The practice of calorie restriction slows aging and extends healthy life, quite dramatically so in short-lived species, and far more modestly in long-lived species. All of the mechanisms of aging, the forms of damage that accumulate in old tissues and the outcomes of that damage, are affected. Some are affected more than others, however. So it is possible to see some aspects of aging that are less robustly responsive to calorie restriction, such as loss of cognitive function, as noted here.
It is interesting to speculate on the specific mechanisms involved in an age-related decline that responds well to life-long calorie restriction, but very poorly to calorie restriction initiated in later life. We know for example that structural damage to the brain occurs in conjunction with vascular aging, meaning increased blood pressure, reduced integrity of the blood-brain barrier, and so forth. The brain regenerates poorly, so this is a form of damage that accumulates over time and will not be remediated by the later adoption of calorie restriction and a corresponding reduction in blood pressure.
Calorie restriction (CR) has been considered the most effective non-pharmacological intervention to counteract aging-related diseases and improve longevity. This intervention has shown beneficial effects in the prevention and treatment of several chronic diseases and functional declines related to aging, such as Parkinson's, Alzheimer's, and neuroendocrine disorders. However, the effects of CR on cognition show controversial results since its effects vary according to intensity, duration, and the period of CR.

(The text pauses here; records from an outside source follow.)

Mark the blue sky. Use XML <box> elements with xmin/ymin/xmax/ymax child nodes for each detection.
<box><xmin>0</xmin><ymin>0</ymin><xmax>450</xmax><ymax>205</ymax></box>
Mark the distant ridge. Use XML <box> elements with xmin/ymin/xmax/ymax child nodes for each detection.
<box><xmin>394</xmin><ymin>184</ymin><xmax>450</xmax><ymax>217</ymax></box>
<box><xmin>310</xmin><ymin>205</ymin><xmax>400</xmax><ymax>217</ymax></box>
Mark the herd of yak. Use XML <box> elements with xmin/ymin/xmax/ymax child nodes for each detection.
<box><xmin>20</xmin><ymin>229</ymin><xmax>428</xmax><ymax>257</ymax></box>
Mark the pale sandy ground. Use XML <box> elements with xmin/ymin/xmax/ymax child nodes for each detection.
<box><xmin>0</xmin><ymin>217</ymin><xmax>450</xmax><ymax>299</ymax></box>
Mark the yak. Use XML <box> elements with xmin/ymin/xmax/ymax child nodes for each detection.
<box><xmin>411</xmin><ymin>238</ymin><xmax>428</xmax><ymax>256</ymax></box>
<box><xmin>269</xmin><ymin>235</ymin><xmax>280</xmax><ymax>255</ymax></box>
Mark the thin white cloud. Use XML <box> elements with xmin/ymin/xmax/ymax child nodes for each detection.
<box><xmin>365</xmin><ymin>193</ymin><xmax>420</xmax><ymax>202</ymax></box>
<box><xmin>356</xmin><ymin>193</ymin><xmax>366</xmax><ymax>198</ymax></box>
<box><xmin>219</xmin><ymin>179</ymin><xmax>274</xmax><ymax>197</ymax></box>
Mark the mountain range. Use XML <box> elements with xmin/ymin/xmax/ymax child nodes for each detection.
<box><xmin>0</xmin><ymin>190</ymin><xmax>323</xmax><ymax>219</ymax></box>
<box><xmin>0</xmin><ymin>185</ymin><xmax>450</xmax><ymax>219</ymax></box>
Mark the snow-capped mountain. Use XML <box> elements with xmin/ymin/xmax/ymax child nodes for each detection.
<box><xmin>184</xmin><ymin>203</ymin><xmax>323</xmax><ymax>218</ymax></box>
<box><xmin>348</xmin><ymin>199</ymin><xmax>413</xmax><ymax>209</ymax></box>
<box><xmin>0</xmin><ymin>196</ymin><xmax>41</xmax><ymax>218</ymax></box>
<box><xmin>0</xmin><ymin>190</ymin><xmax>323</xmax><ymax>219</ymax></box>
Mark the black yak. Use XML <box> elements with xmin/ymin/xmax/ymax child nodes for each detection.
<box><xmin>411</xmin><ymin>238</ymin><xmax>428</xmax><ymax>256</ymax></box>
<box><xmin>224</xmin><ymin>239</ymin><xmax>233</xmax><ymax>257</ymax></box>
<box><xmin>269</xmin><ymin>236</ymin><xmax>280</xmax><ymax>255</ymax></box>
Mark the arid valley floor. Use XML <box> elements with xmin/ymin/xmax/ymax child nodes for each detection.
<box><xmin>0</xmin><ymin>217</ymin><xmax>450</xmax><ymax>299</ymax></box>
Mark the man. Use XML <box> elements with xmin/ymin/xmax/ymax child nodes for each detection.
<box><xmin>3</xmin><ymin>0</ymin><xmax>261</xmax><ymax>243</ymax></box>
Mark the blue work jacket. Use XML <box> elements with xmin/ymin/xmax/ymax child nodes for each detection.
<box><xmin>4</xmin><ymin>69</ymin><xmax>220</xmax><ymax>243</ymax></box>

Here we present some of the results of the last ten years of studies with CR at different stages of life on neurodegenerative diseases such as Alzheimer's disease. Some investigations associating CR with physical exercise have also been presented. Together this association is the main non-pharmacological strategy to prolong longevity and quality of life. We also presented some substances that mimic the effects of CR and would be potential drugs to mimic the beneficial effects of CR in individuals with some restrictions on intervention. Several studies have also been carried out not only in conventional laboratory animals but also in some wild models since CR can be an environmental factor that interferes with the survival and perpetuation of species.
This information can show the different effects of CR on cognition depending on the period in which it is initiated, its intensity and duration in different animal models, and how it can interfere with the quality of life of individuals. These studies contribute to a better understanding of the mechanisms related to CR in cognition and support future studies with humans. CR may be a potential alternative to the treatment of comorbidities related to mental healthy and cognition.
We conclude that CR between 20% and 40% initiated in the first month of life would attenuate age-related cognitive declines in experimental animals, in healthy and pathological aging, such as in Alzheimer's disease. CR may not reverse the harmful effects of aging on cognition if starts later. In addition, CR also attenuates cognitive deficits resulting from obesity and brain injuries such as traumatic brain. Finally, CR can improve cognition, when performed with moderate intensity and early in life. When performed intensely and later in experimental animals, CR may be deleterious for cognition.